Da macht einer von uns was falsch.
Stell Dir, vor, ich weiß ohne weitere Erklärung, wer das Deiner Ansicht nach ist.
Wenn Du in die Oper gehst und Tristan mit Isolde im Liebesrausch sich musikalisch der Extase nähern
Mache ich etwas falsch, wenn ich von einem Rausch nichts weiß, wohl aber von einem ausführlichen Gespräch zweier Liebender, die gemeinsam, sehr präzise argumentierend, einen Weg suchen, die Erfahrung, die sie in dem Augenblick der Todesnähe gemacht haben, zu deuten, und auf diesem Weg des Nachdenkens mutig und kompromisslos voranschreitend, mit wachsender, schließlich ekstatischer Begeisterung eine Erkenntnis gewinnen, die die Frage nach Leben und Tod, Ich und Welt, Sein und Nichts beantwortet (genauer: gegenstandslos macht) und weit über das hinausgeht, was man gewöhnlich unter dem Thema »Liebe« versteht? – Wenn das so ist, warum hat Wagner eben dies so ausführlich gedichtet und komponiert?
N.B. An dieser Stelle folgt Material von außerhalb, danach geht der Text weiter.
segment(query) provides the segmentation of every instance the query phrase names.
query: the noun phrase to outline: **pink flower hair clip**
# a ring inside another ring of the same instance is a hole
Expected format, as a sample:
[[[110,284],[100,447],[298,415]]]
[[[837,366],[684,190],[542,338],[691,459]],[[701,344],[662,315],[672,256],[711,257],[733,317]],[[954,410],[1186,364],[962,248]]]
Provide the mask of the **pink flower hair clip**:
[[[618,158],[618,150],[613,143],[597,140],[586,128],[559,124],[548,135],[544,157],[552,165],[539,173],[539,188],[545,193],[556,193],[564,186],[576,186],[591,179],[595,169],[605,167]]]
Oder ist es lediglich falsch, das was er gedichtet und komponiert hat, zur Kenntnis zu nehmen? Und wenn ja, warum?
wenn Isolde vor Trauer über Tristans Tod vor Kummer stirbt
Mache ich etwas falsch, wenn ich in der letzten Rede Isoldes (die ist doch wohl gemeint) nichts von Kummer finden kann? Weder im Text noch in der Musik? Mache ich etwas falsch, wenn ich dort nichts von Tristans Tod finden kann, weil ich als Ergebnis der Diskussion im zweiten Akt verstanden habe, dass es keinen Tod gibt, so dass Tristan gar nicht sterben kann (und Isolde ebenso wenig, weder aus Kummer noch aus einem anderen Grund)? – Wenn das so ist, warum hat Wagner diesen Schluss so gedichtet und komponiert? Oder ist es lediglich falsch, das was er gedichtet und komponiert hat, zur Kenntnis zu nehmen? Und wenn ja, warum?
Wenn Dir das passiert und Du Tristan immer, bei jedem Takt mit Hintergrundgedanken betrachtest, dann tust Du mir nur leid.
Ich bin gerührt über so viel Mitgefühl. Das ist aber nicht nötig. Ich einfach nicht geneigt, mein Gehirn an der Garderobe abzugeben, schon deshalb nicht, weil ich mit seinem Denkvermögen einigermaßen zufrieden bin. Vielleicht ist es bei Dir so, dass sich Denken und Emotion im Wege stehen (so verstehe ich Dein Mitgefühl), bei mir ist es nicht so. Es gibt also keinen Grund, mich zu bedauern.
Mich verzaubert die Musik, sie bringt mich in Hochstimmung.
Ich verstehe, dass dies die einzig angemessene Rezeptionshaltung ist, und werde es mir merken. Wenn ich trotzdem noch eine Frage stellen würde, wäre es diese: Warum?
Wenn Wagner die humane Mitleidsethik seines "Tristan" selber wirklich gelebt hätte, hätte er nie ein Antisemit sein können!
Das ist vermutlich richtig. Aber andersherum stimmt es auch: Wenn Wagner nicht der gewesen wäre, der er war, mit all seinen großen und mickrigen, bewunderswerten und verabscheuungswürdigen Eigenschaften, wenn er nicht einer gewesen wäre, der unermüdlich in den verschiedensten (und sich oft ausschließenden) Denksystemen und -welten nach der Lösung der Weltprobleme, die ihn nicht zur Ruhe kommen ließen, gesucht hätte, hätte er nie diese Werke schaffen können. Man kann das eine nicht ohne das andere haben. Und meiner Ansicht nach sollte man genau deshalb nicht versuchen, sich einen weißgewaschenen und weichgespülten Wagner zu schaffen, dann hat man ihn nämlich verloren.